The omission of a recognized diagnostic gold standard, such as immunohistochemistry on autopsy or CSF SAA, crucial for validating diagnostic claims, introduces an additional level of uncertainty. Given that CSF SAA is an established marker for pathological α-synuclein aggregates, it is essential that studies involving blood SAA also include comparisons with matched CSF samples.

Importantly, different maximum ThT signals in SAAs are believed to indicate distinct seed strains rather than quantitative differences in the amount of seeds. This principle challenges the interpretation of the increase in maximum ThT signals over time in the preclinical disease course, as reported by Kluge et al,³ since no currently available data suggest any change in the Lewy-fold α-synuclein strains during the course of PD.

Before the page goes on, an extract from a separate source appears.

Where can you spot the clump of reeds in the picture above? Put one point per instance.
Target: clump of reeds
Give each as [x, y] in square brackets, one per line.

Although the concept of a blood-based EV SAA test is innovative and of significant interest, our experience suggests that its application in research and clinical practice requires a high degree of standardization, validation against diagnostic gold standards, replication in independent cohorts and laboratories, and cautious interpretation. Therefore, we encourage further discussion and investigation of this methodology, which may constitute a game-changing turning point for the field, if confirmed.